Global Real Estate Monitor
A Monthly Newsletter Exclusively for Commercial Real Estate Executives
December  2008 VOL. 2
Sponsored by GE Real Estate - Produced by National Real Estate Investor Magazine

Investment Notes

While the global credit crunch has dramatically decreased commercial property transaction volumes during the first six months of 2008, a slower economy and increased costs of capital have created a surge of corporate sale-leasebacks, according to Jones Lang LaSalle’s H12008 Global Real Estate Capital Report.
 
The trend for corporate sale/leasebacks has been developing over the past few years. In the first six months of 2005, sale-leasebacks were some $10.4 billion of the transaction volume internationally, rising to $20.7 billion in 2006’s first half and $30.7 billion for the same period in 2007.

"With global economic growth forecast to slow further in 2009 and continued weakness in financial markets, the rise in corporate sale activity will continue and should reach $34 billion by year-end,” says Steve Collins, managing director of Jones Lang LaSalle’s International Capital Group. “We’ve seen a dramatic shift in sellers that occurred as a result of the credit crunch and corporations’ need to access affordable capital outside the debt markets. A large percentage of the offerings we’re working on are corporate sale-leasebacks and they’re grabbing the attention of global investment capital across the globe.”
 
The majority of the corporate activity occurred in Europe and Asia Pacific, with 56 percent of corporate sales taking place in the EuroZone and about a third in the Asia Pacific region. The Americas counted for 9 percent, with $1.1 billion sold in the U.S. and $0.9 billion in Canada.
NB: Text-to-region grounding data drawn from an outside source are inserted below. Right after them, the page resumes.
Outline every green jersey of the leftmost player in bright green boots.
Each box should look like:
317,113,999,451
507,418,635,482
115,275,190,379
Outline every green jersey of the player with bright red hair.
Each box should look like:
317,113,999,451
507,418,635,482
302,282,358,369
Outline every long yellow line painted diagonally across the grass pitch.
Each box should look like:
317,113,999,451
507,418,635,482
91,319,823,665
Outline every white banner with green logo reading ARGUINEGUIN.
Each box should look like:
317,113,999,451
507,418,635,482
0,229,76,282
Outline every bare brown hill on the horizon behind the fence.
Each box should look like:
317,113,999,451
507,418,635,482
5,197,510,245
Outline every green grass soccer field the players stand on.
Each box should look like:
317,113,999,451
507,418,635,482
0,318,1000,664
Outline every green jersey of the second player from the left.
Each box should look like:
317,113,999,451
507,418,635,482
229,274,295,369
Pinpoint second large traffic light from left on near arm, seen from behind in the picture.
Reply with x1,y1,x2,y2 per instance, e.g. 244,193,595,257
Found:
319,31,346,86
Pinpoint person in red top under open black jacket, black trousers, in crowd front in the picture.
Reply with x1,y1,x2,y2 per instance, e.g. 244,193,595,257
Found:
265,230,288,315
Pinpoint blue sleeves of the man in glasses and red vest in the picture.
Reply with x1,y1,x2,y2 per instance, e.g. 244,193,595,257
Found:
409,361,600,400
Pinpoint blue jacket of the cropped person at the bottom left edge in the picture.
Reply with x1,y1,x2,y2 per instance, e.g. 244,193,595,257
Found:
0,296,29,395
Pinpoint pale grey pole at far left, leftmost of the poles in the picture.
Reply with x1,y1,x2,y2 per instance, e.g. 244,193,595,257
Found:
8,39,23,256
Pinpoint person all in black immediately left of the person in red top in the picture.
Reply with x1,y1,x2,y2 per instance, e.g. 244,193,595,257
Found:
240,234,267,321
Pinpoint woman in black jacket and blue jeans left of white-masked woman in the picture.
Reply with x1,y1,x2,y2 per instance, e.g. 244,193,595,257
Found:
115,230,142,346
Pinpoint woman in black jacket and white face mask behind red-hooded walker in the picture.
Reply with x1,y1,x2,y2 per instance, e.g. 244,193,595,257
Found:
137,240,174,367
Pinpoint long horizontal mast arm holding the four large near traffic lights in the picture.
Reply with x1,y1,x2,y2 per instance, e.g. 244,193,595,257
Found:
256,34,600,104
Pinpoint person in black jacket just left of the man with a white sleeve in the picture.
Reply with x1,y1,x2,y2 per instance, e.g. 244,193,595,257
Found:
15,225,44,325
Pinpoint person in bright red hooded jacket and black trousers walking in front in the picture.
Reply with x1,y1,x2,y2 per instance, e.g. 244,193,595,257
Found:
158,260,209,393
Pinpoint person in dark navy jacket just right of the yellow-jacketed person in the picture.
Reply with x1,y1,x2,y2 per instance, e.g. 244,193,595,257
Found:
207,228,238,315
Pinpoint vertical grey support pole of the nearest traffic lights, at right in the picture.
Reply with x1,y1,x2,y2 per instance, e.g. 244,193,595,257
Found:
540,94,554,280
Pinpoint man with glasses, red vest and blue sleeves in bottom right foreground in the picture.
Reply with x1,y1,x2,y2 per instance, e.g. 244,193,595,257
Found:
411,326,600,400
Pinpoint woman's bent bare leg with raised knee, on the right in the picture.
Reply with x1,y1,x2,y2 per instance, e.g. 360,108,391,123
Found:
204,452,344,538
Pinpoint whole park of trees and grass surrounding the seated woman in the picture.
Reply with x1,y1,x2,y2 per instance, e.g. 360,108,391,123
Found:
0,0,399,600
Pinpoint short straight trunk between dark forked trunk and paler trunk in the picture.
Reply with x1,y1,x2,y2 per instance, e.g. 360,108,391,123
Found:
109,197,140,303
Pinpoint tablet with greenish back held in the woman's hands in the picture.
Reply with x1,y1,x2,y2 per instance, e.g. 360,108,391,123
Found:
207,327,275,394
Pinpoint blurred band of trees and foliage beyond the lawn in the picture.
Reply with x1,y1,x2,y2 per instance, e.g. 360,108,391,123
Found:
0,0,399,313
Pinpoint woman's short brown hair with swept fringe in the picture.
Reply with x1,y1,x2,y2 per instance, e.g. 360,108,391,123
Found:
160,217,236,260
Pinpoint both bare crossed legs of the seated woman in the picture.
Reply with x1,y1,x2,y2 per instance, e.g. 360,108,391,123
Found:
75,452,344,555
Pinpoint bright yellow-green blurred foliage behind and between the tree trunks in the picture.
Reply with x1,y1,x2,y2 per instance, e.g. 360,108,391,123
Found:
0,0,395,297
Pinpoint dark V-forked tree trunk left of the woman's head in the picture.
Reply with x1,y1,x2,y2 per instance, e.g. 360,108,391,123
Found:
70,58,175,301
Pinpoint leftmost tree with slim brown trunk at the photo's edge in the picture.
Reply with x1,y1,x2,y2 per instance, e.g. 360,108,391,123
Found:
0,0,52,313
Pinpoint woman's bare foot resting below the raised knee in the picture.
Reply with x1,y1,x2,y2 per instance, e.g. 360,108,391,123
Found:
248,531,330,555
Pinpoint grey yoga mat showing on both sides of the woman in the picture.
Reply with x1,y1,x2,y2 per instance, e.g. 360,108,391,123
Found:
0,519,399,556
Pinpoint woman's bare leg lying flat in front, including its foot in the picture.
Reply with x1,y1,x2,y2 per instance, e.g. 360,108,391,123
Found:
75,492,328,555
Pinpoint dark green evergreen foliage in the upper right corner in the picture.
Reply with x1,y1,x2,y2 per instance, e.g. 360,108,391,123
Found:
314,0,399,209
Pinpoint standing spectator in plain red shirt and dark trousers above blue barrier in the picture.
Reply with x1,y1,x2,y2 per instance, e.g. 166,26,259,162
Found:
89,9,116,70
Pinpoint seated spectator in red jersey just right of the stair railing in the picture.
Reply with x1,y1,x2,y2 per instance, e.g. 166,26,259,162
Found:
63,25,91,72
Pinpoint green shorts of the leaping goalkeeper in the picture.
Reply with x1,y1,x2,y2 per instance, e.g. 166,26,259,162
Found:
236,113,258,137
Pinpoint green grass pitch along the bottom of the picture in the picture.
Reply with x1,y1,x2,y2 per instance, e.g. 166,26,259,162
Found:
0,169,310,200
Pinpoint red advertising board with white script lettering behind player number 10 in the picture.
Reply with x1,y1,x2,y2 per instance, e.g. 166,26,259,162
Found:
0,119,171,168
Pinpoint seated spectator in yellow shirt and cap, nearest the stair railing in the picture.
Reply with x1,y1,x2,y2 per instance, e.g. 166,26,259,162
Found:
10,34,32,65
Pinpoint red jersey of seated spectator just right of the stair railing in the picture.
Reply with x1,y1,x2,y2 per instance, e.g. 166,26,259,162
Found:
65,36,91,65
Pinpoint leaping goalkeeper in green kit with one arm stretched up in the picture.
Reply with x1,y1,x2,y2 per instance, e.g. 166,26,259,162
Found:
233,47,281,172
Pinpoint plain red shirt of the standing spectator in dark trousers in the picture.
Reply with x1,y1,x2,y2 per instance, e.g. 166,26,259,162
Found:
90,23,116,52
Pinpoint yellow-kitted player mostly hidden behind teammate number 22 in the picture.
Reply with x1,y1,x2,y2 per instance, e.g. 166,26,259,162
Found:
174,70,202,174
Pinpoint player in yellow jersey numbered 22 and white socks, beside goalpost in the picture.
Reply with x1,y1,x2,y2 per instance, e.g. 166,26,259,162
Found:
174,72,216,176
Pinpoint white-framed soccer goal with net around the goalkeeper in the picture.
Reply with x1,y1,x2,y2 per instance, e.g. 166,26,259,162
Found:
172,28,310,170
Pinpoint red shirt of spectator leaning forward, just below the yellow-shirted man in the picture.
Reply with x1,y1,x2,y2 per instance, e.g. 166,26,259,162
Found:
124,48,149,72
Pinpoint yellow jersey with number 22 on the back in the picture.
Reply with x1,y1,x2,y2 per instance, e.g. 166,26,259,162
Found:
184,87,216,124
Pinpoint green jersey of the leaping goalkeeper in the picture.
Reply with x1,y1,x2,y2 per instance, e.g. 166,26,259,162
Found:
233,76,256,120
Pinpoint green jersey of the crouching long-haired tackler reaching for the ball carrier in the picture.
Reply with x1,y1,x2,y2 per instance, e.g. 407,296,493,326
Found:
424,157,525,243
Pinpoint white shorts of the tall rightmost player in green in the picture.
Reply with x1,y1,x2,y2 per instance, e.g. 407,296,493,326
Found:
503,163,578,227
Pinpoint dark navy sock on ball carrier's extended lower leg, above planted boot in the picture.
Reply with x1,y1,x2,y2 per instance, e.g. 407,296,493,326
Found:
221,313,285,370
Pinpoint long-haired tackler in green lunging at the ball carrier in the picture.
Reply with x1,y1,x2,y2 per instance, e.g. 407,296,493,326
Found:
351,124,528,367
“We predicted that we’d see corporates becoming a larger slice of the property sales pie this year and that’s proven true,” adds Kenneth Rudy, Jones Lang LaSalle Capital Markets President and COO.  “Corporate real estate is more in focus that ever before with finance and treasury executives. The own vs. lease question is being asked with increasing frequency, especially for capital raising as the credit crisis has turned corporate liquidity upside down.”
 
Rudy notes that sale-leasebacks are seen as an attractive asset today for investors since they can obtain debt more easily supported by the credit of the tenant and the lack of lease-up risks. And sale-leasebacks offer corporations the opportunity to not only redeploy capital from their owned real estate, but also to shift future disposition risk and enhance occupancy flexibility over time.
 
Jones Lang LaSalle says the most active investors in the sale-leaseback market today are those who do not require as much leverage and who enjoy good relationships with lenders and/or have strong cash flow from other assets. In addition, these investors tend to be long-term holders and see their real estate investments as an alternative to corporate bonds, while maintaining a hedge against inflation and an upside equity kicker.
 
In the coming years, there will be more mandates in the U.S. and for U.S. multi-national companies for disposition of surplus real estate. This portfolio rationalization comes against the backdrop of general nervousness about the economy, as well as from M&A activity.
 
“The pressure to cut additional costs will be enormous,” Rudy explains. “With real estate capital still representing a relatively attractive form of capital compared to general unsecured corporate debt, corporate sale-leasebacks and dispositions will assume an increased slice of the investment pie for the remainder of 2008 and into 2009.”